今年3月12日、初めて「NFT」を扱うアートオークションが老舗の競売大手クリスティーズで行われて話題になった。デジタルアーティスト、マイク・ウインケルマンが13年かけて制作した「Everydays: The First 5000 Days」が出品され、現存アーティストで第3位となる6935万ドル(約75億円)で落札された。コンピュータ上で表現された単なるデータについた値段としては史上最高額となった。
続いて3月22日には、ツイッター創業者ジャック・ドーシーが2006年3月に最初に投稿したツイートが291万ドル(約3億1700万円)で落札された。
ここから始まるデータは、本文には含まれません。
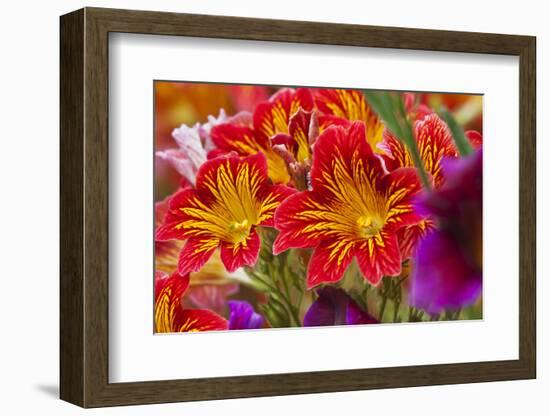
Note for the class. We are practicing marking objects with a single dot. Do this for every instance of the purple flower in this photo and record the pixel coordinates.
(447, 271)
(335, 307)
(242, 315)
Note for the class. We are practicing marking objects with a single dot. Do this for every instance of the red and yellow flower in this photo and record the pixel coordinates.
(435, 143)
(232, 197)
(270, 118)
(303, 130)
(341, 107)
(354, 209)
(170, 316)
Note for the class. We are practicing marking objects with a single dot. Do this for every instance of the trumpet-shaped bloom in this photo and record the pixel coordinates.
(269, 119)
(170, 316)
(353, 210)
(232, 197)
(273, 116)
(210, 286)
(194, 143)
(335, 307)
(447, 271)
(434, 143)
(341, 107)
(302, 132)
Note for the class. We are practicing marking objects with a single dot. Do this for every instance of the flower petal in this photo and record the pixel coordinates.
(273, 116)
(341, 158)
(349, 105)
(274, 196)
(400, 187)
(303, 221)
(379, 256)
(329, 261)
(195, 320)
(357, 316)
(328, 309)
(168, 293)
(235, 255)
(442, 276)
(410, 236)
(196, 253)
(475, 138)
(244, 141)
(243, 316)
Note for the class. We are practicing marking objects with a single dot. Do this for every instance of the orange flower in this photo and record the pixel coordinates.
(269, 119)
(353, 210)
(170, 316)
(232, 197)
(341, 107)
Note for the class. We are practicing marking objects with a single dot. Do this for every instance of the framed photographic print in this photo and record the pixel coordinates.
(257, 207)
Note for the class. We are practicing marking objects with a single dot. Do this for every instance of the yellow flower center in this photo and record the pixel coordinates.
(369, 225)
(239, 230)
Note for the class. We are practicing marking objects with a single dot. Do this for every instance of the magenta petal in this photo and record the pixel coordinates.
(357, 316)
(442, 276)
(243, 316)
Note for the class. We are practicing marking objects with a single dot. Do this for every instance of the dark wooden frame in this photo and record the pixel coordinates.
(84, 207)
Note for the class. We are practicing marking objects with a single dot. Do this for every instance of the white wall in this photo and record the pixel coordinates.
(29, 220)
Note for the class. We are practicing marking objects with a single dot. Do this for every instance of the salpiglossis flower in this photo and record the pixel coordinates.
(270, 118)
(232, 197)
(353, 210)
(435, 142)
(341, 107)
(170, 316)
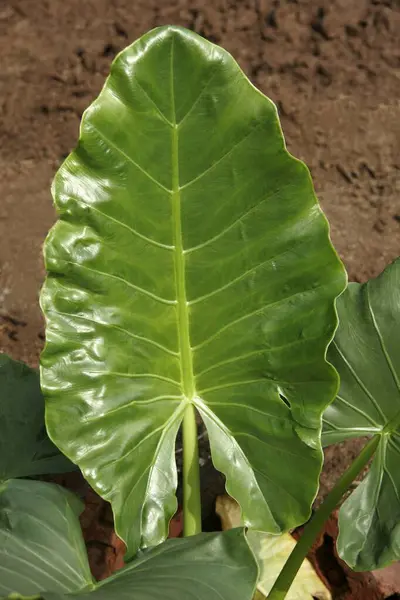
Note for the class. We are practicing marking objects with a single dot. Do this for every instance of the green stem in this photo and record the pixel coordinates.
(191, 474)
(314, 526)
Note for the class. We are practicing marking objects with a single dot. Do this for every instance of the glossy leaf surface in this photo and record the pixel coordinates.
(191, 264)
(41, 544)
(217, 566)
(25, 449)
(271, 552)
(366, 353)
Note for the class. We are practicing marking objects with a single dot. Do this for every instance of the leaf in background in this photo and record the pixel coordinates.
(41, 544)
(366, 353)
(190, 264)
(25, 449)
(271, 552)
(209, 566)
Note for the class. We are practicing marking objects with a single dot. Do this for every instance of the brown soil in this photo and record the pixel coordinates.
(332, 67)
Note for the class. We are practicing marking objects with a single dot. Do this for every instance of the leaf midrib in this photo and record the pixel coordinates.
(185, 351)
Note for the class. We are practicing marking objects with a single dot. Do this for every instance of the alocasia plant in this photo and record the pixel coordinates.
(190, 270)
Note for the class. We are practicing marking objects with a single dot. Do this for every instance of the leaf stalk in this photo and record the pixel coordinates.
(191, 474)
(286, 576)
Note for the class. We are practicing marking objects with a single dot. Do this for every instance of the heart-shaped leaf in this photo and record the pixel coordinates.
(366, 352)
(191, 266)
(25, 449)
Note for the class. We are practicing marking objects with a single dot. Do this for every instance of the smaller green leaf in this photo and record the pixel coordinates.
(41, 544)
(42, 552)
(209, 566)
(25, 449)
(366, 353)
(271, 552)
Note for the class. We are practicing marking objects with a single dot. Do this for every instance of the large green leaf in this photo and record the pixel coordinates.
(41, 544)
(191, 265)
(25, 449)
(366, 352)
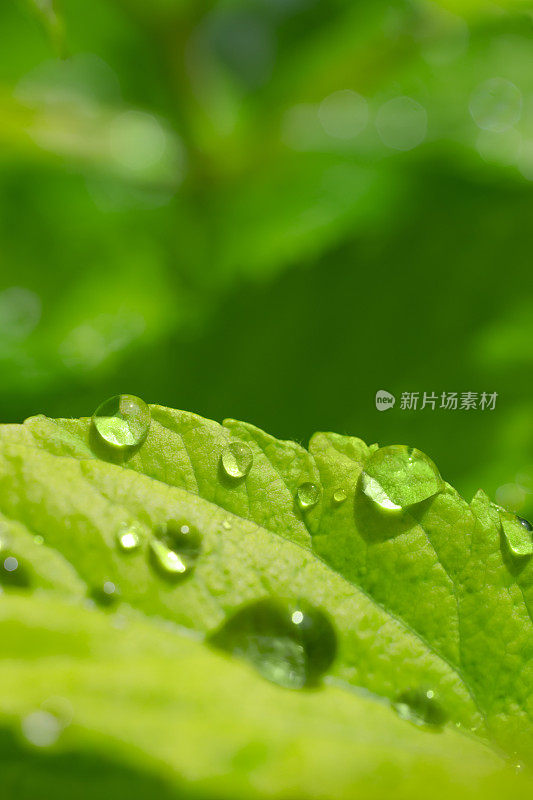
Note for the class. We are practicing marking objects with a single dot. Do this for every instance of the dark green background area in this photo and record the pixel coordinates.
(254, 278)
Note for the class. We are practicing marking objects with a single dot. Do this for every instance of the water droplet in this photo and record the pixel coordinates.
(339, 496)
(308, 495)
(420, 707)
(527, 525)
(12, 572)
(517, 532)
(41, 728)
(122, 421)
(176, 548)
(107, 594)
(399, 476)
(237, 459)
(129, 538)
(290, 643)
(496, 105)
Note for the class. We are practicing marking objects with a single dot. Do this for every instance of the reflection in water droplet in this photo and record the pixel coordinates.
(496, 105)
(107, 594)
(176, 548)
(517, 533)
(420, 707)
(402, 123)
(129, 538)
(122, 421)
(290, 643)
(343, 114)
(399, 476)
(237, 459)
(339, 496)
(12, 572)
(41, 729)
(308, 495)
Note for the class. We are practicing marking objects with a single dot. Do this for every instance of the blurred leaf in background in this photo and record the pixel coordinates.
(271, 209)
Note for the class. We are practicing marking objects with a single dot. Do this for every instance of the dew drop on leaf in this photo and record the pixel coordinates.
(307, 495)
(398, 476)
(237, 459)
(289, 642)
(107, 594)
(516, 533)
(176, 548)
(339, 496)
(420, 707)
(129, 538)
(122, 421)
(12, 572)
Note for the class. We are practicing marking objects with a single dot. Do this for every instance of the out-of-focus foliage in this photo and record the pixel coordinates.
(201, 201)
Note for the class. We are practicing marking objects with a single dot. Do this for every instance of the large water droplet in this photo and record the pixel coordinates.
(122, 421)
(398, 476)
(517, 532)
(176, 548)
(290, 643)
(420, 707)
(237, 459)
(129, 538)
(308, 495)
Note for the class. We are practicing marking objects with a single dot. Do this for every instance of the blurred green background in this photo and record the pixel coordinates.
(271, 209)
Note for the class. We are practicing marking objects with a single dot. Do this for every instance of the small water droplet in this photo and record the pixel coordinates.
(41, 728)
(289, 642)
(399, 476)
(129, 538)
(176, 548)
(237, 459)
(107, 594)
(12, 572)
(339, 496)
(308, 495)
(420, 707)
(122, 421)
(517, 533)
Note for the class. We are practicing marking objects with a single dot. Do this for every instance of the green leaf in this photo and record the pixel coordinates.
(429, 596)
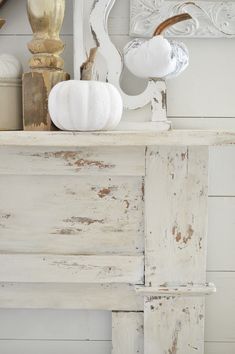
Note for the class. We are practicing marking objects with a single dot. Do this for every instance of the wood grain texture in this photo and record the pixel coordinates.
(222, 171)
(219, 348)
(131, 137)
(221, 240)
(173, 325)
(127, 333)
(112, 297)
(176, 228)
(175, 247)
(220, 308)
(50, 325)
(71, 269)
(75, 161)
(71, 215)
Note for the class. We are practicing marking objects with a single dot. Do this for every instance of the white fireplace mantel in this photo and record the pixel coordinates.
(113, 221)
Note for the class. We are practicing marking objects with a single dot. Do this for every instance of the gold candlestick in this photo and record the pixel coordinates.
(46, 19)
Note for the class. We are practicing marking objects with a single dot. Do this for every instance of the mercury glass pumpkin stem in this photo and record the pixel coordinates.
(46, 18)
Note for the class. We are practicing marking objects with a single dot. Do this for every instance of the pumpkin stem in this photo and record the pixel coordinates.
(87, 67)
(171, 22)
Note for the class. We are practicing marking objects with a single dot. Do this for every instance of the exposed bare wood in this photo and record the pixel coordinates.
(71, 269)
(131, 137)
(171, 22)
(112, 297)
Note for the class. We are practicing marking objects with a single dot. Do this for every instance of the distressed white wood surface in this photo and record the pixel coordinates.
(176, 227)
(219, 348)
(112, 297)
(55, 325)
(55, 347)
(77, 161)
(127, 333)
(222, 171)
(71, 215)
(173, 325)
(71, 269)
(131, 137)
(220, 308)
(221, 235)
(175, 247)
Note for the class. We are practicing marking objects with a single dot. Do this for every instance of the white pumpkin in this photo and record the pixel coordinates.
(10, 67)
(157, 57)
(85, 105)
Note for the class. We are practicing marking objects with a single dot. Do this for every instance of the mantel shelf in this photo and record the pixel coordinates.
(118, 138)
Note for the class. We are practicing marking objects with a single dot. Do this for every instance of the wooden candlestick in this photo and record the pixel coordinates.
(46, 18)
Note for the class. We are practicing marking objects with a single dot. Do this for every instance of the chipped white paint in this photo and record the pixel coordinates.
(30, 268)
(137, 134)
(72, 229)
(177, 290)
(111, 297)
(71, 215)
(174, 325)
(109, 61)
(72, 162)
(211, 19)
(175, 249)
(127, 333)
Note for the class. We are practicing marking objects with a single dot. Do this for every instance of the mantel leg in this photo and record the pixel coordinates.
(175, 251)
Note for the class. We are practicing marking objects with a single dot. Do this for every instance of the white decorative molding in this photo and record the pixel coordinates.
(91, 30)
(211, 19)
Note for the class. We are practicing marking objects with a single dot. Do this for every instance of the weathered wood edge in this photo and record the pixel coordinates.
(119, 138)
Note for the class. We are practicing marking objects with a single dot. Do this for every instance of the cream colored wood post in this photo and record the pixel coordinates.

デジタルデータは所有者情報が特定されないと価値を生まない。「NFT」はデジタルファイルにタグ付けすることで、「たった一つのオリジナル」と識別させることが可能になったのだ。
1766年創業のクリスティーズは今回のオークションについて、「まったく未知の領域に足を踏み入れた」とコメント。同時に暗号通貨による決済も受け入れ、不可避の流れに抵抗せず「恐怖を受け入れる」ことが最善と判断したと発表している。そして世界最大のNFT取引プラットフォーム「オープンシー」は、アートの取引をはじめとするあらゆる分野で拡大する気配を見せる。
コロナ禍のニューノーマルは人々にオンラインで過ごす時間を強要する。また一部の人にもたらされた金余り現象は、株式やビットコインなど供給量の限られた資産の価値を相対的に押し上げる。「NFT」の熱狂の中心は設立間もないスタートアップ企業だ。そして米国サンフランシスコ・ベイエリアにあるIT企業のIPOによって生まれた多額の資金が殺到している。
そうした中、日本でも9月1日に「デジタル庁」が始動したが、こういう世界の新しい“価値創造の動き”にピントは合っているのだろうか?
たとえバブルであろうと恐怖であろうと、新しく挑戦する若者を理解することが大切だ。1776年創業の企業でさえ生き残りのために挑戦しているのだ。米国は既にデジタル投票で国政選挙をするところまで来ている。
日本政府は次回総選挙をデジタル化するくらいの勇気と技術力を持っているのか?そういうスピード感が閉塞する状況を打破し、日本の未来を切り開く。